Thechazelhu Kevichüsa Meru (/ˈkɛvitʃsə/; 13 May 1943 – 23 September 1992), commonly known as Chalie Kevichüsa, was an Indian journalist from Nagaland who was also involved in politics. He was the executive editor and publisher of Ura Mail from June 1976 until his assassination in September 1992.

== Early life ==
Thechazelhu Chalie Kevichüsa was born on 13 May 1943 at Mission Compound, Kohima. His mother and father were Germanthangi and Kevichüsa Angami. His mother is Mizo originating from present-day Mizoram. His father is Angami Naga originating from Khonoma.

In 1967, he completed his graduation with a Bachelor of Arts degree from St. Edmund's College, Shillong.

== Career ==
Kevichüsa first began his political career in 1968 when he joined the United Front of Nagaland (UFN) as a voluntary party worker.

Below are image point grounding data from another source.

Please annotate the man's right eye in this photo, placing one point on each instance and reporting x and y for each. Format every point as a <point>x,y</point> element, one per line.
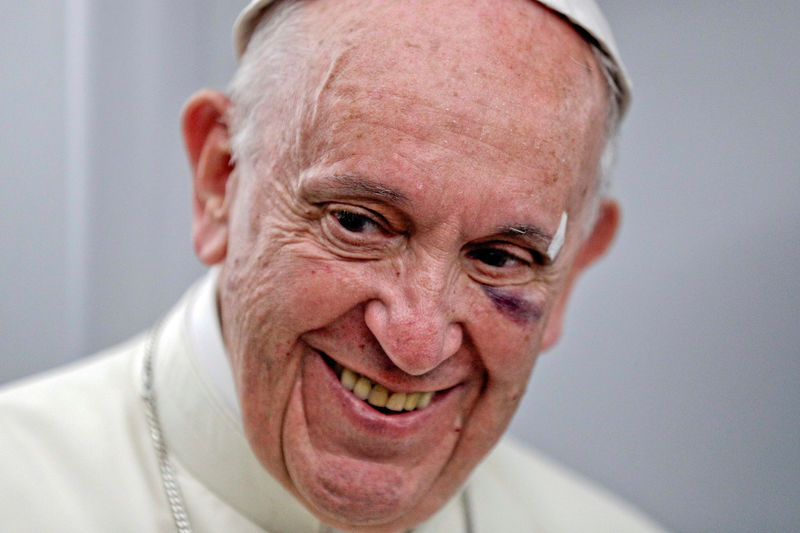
<point>355,222</point>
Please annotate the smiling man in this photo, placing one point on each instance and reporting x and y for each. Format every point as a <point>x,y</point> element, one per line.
<point>398,198</point>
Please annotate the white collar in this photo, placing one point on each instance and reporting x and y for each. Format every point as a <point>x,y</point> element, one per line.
<point>205,334</point>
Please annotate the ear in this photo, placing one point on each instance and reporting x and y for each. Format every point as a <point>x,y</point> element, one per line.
<point>593,248</point>
<point>207,141</point>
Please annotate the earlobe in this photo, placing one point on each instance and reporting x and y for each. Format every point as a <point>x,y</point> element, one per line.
<point>207,141</point>
<point>596,244</point>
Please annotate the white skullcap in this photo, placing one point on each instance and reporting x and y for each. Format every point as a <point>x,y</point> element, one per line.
<point>584,14</point>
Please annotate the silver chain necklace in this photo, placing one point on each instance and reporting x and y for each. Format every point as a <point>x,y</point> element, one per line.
<point>174,497</point>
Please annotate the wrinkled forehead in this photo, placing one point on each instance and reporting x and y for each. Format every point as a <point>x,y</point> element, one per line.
<point>514,44</point>
<point>510,73</point>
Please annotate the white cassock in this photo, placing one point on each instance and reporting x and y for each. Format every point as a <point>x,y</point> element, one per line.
<point>76,453</point>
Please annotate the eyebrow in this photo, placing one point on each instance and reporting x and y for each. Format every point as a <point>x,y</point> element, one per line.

While still a party worker he also served as the Head Master of Central High School, Dimapur.

Chalie Kevichüsa then served as the editor and publisher of Ura Mail from June 1976.

With the proclamation of Emergency in 1975, Kevichüsa along with other party leaders were incarcerated in the Nowgaon Special Jail from November 1976 to March 1977.

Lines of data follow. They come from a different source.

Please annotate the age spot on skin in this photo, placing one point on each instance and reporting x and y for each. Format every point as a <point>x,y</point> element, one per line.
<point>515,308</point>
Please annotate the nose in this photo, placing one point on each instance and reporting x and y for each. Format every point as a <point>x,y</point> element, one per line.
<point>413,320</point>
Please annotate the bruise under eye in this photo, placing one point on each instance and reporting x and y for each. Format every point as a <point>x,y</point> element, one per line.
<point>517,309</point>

In August 1992, Kevichüsa founded the Democratic Labour Party.

== Assassination ==
Chalie Kevichüsa was assassinated on Wednesday, 23 September 1992. He was dropping his daughter for her tuition class, when armed men from the NSCN-IM opened fire on his vehicle after several days of tracking his movements at Fellowship Colony, Dimapur. Kevichüsa was killed and his daughter was wounded.

=== Reactions ===
Large protest processions were held in Dimapur and Kohima against his killing, and a large number of people turned out at his funeral.

=== Funeral ===
At the funeral service, Razhukhrielie Kevichüsa, the elder brother of Chalie Kevichüsa said:

“We as a family forgive those who have done this.”

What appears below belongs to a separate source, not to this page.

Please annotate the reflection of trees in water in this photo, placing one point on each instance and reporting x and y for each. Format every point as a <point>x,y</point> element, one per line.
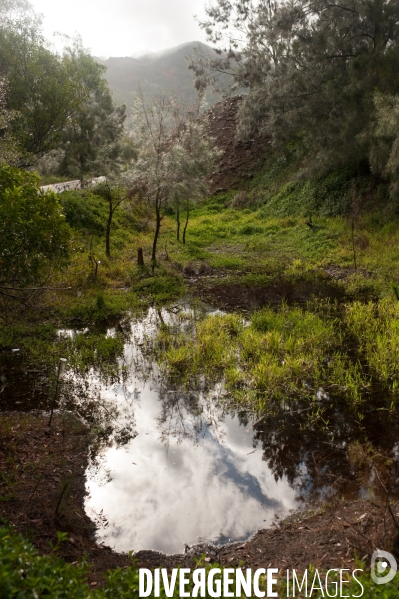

“...the family, the clan and the tribe will not let violence and blood flow again”

“those who killed our brother are also our brothers and there is no scope for vengeance”.

=== NSCN-IM's response ===
In his interview with Deepak Dewan, the Political Editor of North East Sun Magazine on 28 November 1998 when asked about Chalie Kevichüsa, Thuingaleng Muivah said:

“Mr. Chalie joined politics and started propagating the Shillong Accord very actively. There were some persons who had been given the authority of settling the Indo–Naga issue among themselves, sidelining most other forces. We have to make them realise their mistakes. In the process many will die. Chalie's killing, whether by us or by anyone else will not be a surprise. Thousands of Nagas are dying and many more will die. There is not much reason why Kevichüsa and Chalie be singled out or Lungshim (Note: Lungshim Shaiza was assassinated by the NSCN on 27 January 1990. He was the younger brother of Yangmaso Shaiza, the 4th Chief Minister of Manipur.) should be singled out”

— (Quote: North East Sun Magazine, from 28 November 1998 interview)

== Personal life ==
=== Family ===
Kevichüsa married Seyievino on 20 January 1971. Together the couple had three daughters and two sons.